Plutôt que de se gargariser ou de se désoler de ce totalitarisme marchand, la pensée progressiste (« de gauche », « socialiste », disait-on quand ces mots avaient un sens) doit maintenant être réinventée autour de perspectives de recomposition du lien social, de reconstruction des institutions non marchandes. Et de ce point de vue, le tropisme « gay », la course sans fin aux « libérations » individuelles, est la pire des impasses.

 

 



 

 



 

[1] On ne répètera jamais assez combien la destruction des institutions, la modernisation à marche forcée et l’oppression sioniste ont préparé la monstruosité islamiste et le mépris de la vie humaine qui l’accompagne. De même la destruction des sociétés européennes dans la Guerre Mondiale et l’industrialisation accélérée combinée à l’impuissance face à la crise des années 30 ont fait le lit du nazisme (précédé, et ce n’est sûrement pas un hasard, de la crise morale de la République de Weimar).

 Cf. Gary Becker : Theory of the family, Harvard University Press. Cet auteur, prix Nobel d’économie, décrit avec talent les relations familiales comme le simple résultat de calculs d’utilité, suivant les raisonnements habituels de l’économie néoclassique (libérale).

[2] En réalité, le cas de la vie animale est beaucoup plus complexe, mais il reste que c’est à ce seul niveau que se situe la spécificité de l’espèce humaine.

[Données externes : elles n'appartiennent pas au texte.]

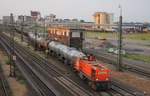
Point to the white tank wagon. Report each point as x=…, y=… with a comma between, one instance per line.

[3] Le mariage et la famille ne sont pas pour autant immuables. Il est tout différent de s’interroger sur les formes nouvelles qu’ils peuvent prendre aujourd'hui, et de prétendre les liquider au nom de la « liberté ».

[4] Ces affirmations ne font pas l’unanimité des groupes « gays » et encore moins des homosexuels. Mais elles expriment une tendance à la naturalisation et à la « communautarisation » de l’homosexualité qui ne nous semble pas avoir de précédent historique.

[5] qui d’ailleurs laissent de côté nombre d’homosexuels qui ne se reconnaissent nullement dans cette « culture ».

[6] si l’on conteste cette affirmation, il faut dès lors réhabiliter la pédophilie, la torture, la drogue, et maintes autres sources de « plaisir ». Si l’on admet au contraire cette répression (en raison de valeurs non encore remises en cause semble-t-il) il faut aussi convenir que la « liberté » ou « le plaisir » ne sont pas des arguments suffisants pour accepter un comportement, et plus encore pour en faire un « modèle ». Quant au « plaisir » lui-même, il resterait à prouver qu’il contribue davantage au bonheur lorsqu’il ne connaît nulle borne. Or il semblerait qu’il résulte plutôt d’une « intellectualisation » des sensations, de la « décharge » d’une frustration plutôt que du bain permanent dans des sensations érogènes.

[7] Quant aux enfants, l’argument selon lequel seuls des parents de sexe opposé leur garantiraient un développement harmonieux est singulièrement superficiel. L’instabilité des familles, l’incertitude des rôles conjugaux nourrissent sans nul doute troubles et anomie chez les adolescents, mais il ne s’agit pas là de propriétés des couples homosexuels mais du maelstrom qui emporte la famille en général.